|
Yine kan emiciler
Ekleyen: Filiz Çapar Şahin | Okunma: 234723 | 28.10.2013
Zamanın bir yerinde, hayatınızın bir köşesinde, tanıdığınız insanlardan bir kısmı artık omzunuzda ağırlık yapmaya başlar. Sorumluluğunu aldığınız insanlardan bahsetmiyorum; ister dostluk ilişkisi içinde olun, ister arkadaşlık veyahut sevgili… Büründüğü kimlik önemli değil, zamanla içinizde bir ağırlık, bir fazlalık duygusu hissettirmesi yeterli. Gözden geçirmek lazım bu tip ilişkileri. Biraz acımasızca gelse bile bazılarını da silkelemek. Hayat değişiyor, biz değişiyoruz, gelişiyoruz. Zaten sağlam dostlarınız dışında eğer çevrenizdeki insanlar da olduğu gibi kalıyorsa; siz de olduğunuz gibi kalıyorsunuz, haberiniz olsun. Ana taşlarınız yerinde olmak kaydıyla zaman zaman değişikliğe gitmezseniz, canlılığınız ve değişkenliğinizle birlikte gelişiminiz de durmuş demektir.
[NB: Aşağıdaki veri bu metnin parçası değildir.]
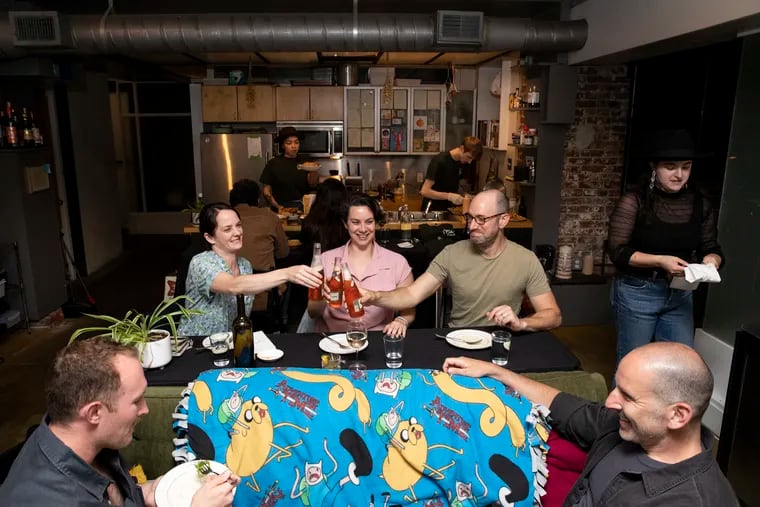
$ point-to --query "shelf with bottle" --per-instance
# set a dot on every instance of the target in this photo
(18, 132)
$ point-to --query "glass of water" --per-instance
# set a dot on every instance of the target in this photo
(219, 345)
(501, 343)
(356, 335)
(394, 351)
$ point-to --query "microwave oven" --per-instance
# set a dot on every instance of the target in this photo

Belki de artık her şeye evet der hale gelip başkalarının hayatını yaşıyorsunuzdur.
Yapmak istediğim ve yapamadığım birçok iş üst üste yığılıp beni boğmaya başladı, oturup oyalayıcılarımın neler olduğunu anlamaya çabalarken birden fark ettim bu insanların varlığını. Hayatım vampir kaynıyordu. Oysa ben onları arkadaşlarım sanıyordum. Meğerse ideallerimin çatlaklarından içeri sızmış birer zehirmiş hepsi de. Hem istekleri bitmiyor, hem de onlara ayırdığım zaman dilimi gittikçe büyüyor. Bu bir kısır döngü halini alıyor sonra. Zaman dilimi ne kadar büyürse, istekler o kadar çoğalıyor. Sanıyorum bütün matematikçiler bir araya gelse bu tersine durumu çözemez, kan emicilerimizin iştahının artma oranını hesaplayamazlar. İlacı henüz bulunmamış bir hastalık gibi yayılan ve birçok yaşamı sancıyla, kanla, irinle birbirine bağlayan bu bağımlılıktan yakamı kurtarmaya karar verdim sonunda. Üstelik sadece kendimi onlardan değil, onları da kendimden kurtarmış olacaktım. Derler ya iki ucu… değnek diye, bizimkisi o hesap. Onlar da hayatlarını sürdürmek için ekmeği elden, suyu gölden almaktan kurtulup bir iki alın teri dökmeyi öğrenmeye başlayacaklardı böylelikle. Planım direnç yaratmayacak şekilde yavaş yavaş geri çekilmekti. Tereyağından kıl çeker gibi… Fark ettirmeden zaman içinde görünmez olmak… İlk başta birer hayır yeterli oldu. Sonra gönül kırmadan görüşmelerde seyreltmeye gittim. Bahanem oldukça inandırıcıydı, kendimle meşguldüm. Bir kurs, bir ders, ya da önemli bir toplantı… Ben kıyametler kopar sanıyordum. Biraz dert yanıp sitem edenler oldu tabi ki. Önemli olan bu noktada ilerlemeyi sürdürebilmek. Bir de baktım ki insanlar bu kopuşu kabullenebiliyormuş. Kendimize yarattığımız bütün kafesler meğerse kafamızdaymış. Uzaklaştığım ve yıllar sonra karşılaştığım insanların yüzündeki tebessümü görünce bunun ne kadar doğru bir adım olduğunu anladım. Doğrusu ilk başlarda biraz vicdan azabı duymadım değil. Şimdi ise işi başından sıkı tutuyorum. Bir insanla tanıştığımda ilk dikkat ettiğim şey hayatını neyin yönlendirdiği. Eğer hayatını krizler yönetiyorsa, bir biraz temkinli yaklaşıyorum. İnsanlarla dikenlerimiz birbirine geçmeden önce kişisel mesafemi iyi ayarlamaya çalışıyorum. ULTREYA…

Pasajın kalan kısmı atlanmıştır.